On 16 April 1947, at the Port of Texas City, 2,300 tonnes of ammonium nitrate exploded, killing almost 500 people.

More than 5,000 people were injured and at least 1,000 buildings levelled in the surrounding area.

It was the deadliest industrial accident in US history and resulted in the first-class action lawsuit against the US government on behalf of 8,485 victims.

A more recent incident involving ammonium nitrate took place in 2015 when a series of explosions at a chemical plant in the Chinese port city of Tianjin killed 173 people and injured 798.
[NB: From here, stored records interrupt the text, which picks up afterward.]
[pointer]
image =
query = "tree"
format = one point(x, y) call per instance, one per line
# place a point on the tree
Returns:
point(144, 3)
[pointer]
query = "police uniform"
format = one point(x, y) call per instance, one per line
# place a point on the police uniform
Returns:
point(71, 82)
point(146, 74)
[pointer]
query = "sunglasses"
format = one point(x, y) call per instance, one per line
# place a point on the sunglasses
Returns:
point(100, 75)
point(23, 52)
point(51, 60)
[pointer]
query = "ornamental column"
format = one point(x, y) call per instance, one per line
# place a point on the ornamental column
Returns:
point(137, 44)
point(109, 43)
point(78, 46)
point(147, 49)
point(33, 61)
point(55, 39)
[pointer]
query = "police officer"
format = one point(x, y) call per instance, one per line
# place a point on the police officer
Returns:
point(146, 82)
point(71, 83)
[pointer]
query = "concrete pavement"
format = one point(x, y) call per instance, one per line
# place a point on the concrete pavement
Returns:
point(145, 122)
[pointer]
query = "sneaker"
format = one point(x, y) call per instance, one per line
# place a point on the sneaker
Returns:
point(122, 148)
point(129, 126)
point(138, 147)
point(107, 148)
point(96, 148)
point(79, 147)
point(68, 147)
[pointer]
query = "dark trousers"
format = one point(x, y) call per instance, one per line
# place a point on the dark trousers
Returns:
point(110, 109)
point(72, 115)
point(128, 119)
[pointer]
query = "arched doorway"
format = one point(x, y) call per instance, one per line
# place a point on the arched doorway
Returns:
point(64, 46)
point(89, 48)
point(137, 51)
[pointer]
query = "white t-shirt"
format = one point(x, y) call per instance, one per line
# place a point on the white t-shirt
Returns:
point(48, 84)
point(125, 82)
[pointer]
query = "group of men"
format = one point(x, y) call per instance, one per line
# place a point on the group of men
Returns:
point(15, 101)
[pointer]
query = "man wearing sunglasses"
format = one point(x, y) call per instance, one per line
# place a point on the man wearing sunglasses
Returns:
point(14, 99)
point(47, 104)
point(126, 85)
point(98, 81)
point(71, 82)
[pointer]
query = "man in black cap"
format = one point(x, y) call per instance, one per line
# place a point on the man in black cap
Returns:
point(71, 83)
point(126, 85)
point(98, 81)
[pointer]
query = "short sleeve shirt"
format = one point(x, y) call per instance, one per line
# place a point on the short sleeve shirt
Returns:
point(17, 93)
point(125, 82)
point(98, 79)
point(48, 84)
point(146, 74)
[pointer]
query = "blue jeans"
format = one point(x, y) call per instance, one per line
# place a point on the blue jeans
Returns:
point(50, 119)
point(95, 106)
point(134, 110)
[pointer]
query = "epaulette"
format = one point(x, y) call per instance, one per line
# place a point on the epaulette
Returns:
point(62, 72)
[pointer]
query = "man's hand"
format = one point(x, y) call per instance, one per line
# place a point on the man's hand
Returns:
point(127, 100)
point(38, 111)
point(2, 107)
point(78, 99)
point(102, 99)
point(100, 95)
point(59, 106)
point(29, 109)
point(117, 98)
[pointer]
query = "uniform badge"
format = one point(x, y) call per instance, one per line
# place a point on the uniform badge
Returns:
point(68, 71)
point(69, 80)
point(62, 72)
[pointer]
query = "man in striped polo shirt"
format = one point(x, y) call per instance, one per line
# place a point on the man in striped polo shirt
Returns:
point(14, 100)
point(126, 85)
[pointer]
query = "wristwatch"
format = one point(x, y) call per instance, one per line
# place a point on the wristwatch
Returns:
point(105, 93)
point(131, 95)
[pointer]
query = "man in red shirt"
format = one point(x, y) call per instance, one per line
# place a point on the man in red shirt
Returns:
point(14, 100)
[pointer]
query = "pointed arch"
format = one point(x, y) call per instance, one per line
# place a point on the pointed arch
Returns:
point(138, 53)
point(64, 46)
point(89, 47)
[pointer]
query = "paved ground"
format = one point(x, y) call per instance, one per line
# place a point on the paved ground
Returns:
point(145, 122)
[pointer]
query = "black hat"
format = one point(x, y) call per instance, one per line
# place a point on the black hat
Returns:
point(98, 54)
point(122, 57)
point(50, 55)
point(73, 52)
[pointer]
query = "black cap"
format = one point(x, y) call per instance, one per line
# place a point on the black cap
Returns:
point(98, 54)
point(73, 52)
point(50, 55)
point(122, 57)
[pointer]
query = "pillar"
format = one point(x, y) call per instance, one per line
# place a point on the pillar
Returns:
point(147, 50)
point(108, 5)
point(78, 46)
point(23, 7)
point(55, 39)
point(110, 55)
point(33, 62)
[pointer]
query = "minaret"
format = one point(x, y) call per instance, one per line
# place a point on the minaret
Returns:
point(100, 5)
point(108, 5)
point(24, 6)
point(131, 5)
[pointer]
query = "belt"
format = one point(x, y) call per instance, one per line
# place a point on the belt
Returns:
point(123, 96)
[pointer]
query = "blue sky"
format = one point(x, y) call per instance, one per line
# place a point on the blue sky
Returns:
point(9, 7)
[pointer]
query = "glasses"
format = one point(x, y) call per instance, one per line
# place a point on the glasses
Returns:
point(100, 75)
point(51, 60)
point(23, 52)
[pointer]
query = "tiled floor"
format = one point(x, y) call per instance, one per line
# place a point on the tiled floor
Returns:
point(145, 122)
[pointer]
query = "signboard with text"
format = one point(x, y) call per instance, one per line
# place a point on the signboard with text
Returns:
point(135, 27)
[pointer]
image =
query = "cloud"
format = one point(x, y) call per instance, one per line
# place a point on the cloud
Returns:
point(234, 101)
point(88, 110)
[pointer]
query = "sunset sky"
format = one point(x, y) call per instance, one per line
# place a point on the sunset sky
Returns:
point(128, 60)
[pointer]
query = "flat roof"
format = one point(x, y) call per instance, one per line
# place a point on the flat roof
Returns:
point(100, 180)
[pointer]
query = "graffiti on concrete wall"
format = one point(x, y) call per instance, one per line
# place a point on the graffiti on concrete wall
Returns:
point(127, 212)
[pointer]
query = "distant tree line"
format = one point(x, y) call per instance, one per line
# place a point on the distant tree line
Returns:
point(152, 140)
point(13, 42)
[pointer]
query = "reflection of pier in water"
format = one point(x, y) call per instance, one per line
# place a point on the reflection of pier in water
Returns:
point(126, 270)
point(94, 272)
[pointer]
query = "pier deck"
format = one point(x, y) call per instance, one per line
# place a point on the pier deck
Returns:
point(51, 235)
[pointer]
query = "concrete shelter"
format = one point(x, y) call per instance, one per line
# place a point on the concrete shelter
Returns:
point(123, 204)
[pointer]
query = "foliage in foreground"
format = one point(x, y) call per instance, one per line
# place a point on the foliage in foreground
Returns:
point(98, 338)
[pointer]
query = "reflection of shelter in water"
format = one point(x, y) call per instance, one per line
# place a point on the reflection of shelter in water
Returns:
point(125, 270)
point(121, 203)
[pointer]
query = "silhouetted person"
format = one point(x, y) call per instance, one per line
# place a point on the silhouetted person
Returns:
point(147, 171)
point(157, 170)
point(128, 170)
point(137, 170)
Among the blasts at the port was the detonation of 800 tonnes of ammonium nitrate.

Eventually Chinese courts handed jail sentences to 49 government officials and warehouse executives and staff over their involvement in circumventing and loosening safety standards enabling the storage of dangerous chemicals.

How did the chemical end up in the port?

The chemicals originally arrived at Beirut's port on board a Russian-owned cargo vessel flying a Moldovan flag in September 2013.

The shipping monitoring organisation ShipArrested.com at the time reported that "upon inspection of the vessel by Port State Control, the vessel was forbidden from sailing. Most crew except the master and four crew members were repatriated and shortly afterwards the vessel was abandoned by her owners after charterers and cargo concern lost interest in the cargo".

According to documents posted online and seen by Al Jazeera, the ship's dangerous cargo was then offloaded and placed in hangar 12.

Numerous letters were reportedly sent by customs officials, including former director of Lebanese customs Shafik Merhi, to judges between 2014 and 2017 asking for guidance on what to do with the chemicals.

One letter sent in 2016 - which noted there had been "no reply" to previous requests - said the ammonium nitrate was being kept in "unsuitable" conditions.

"In view of the serious danger of keeping these goods in the hangar in unsuitable climatic conditions, we reaffirm our request to please request the marine agency to re-export these goods immediately to preserve the safety of the port and those working in it, or to look into agreeing to sell this amount," said the letter.

Another letter was sent by Lebanese customs administration director general Badri Daher on 27 October 2017 urging a resolution to the situation, in light of "the danger ... of leaving these goods in the place they are, and to those working there".

The colossal explosion that killed 171 people and wounded at least 6,500 others has rekindled calls for the ousting of Lebanon's decades-old political elite, many of whom are former leaders from the 1975-1990 civil war.

There has been widespread anger against a political leadership which allowed a large shipment of hazardous ammonium nitrate fertiliser, which exploded last week, to rot for years in a port warehouse despite repeated safety warnings.

The state of emergency is set to run until 21 August but it can be renewed.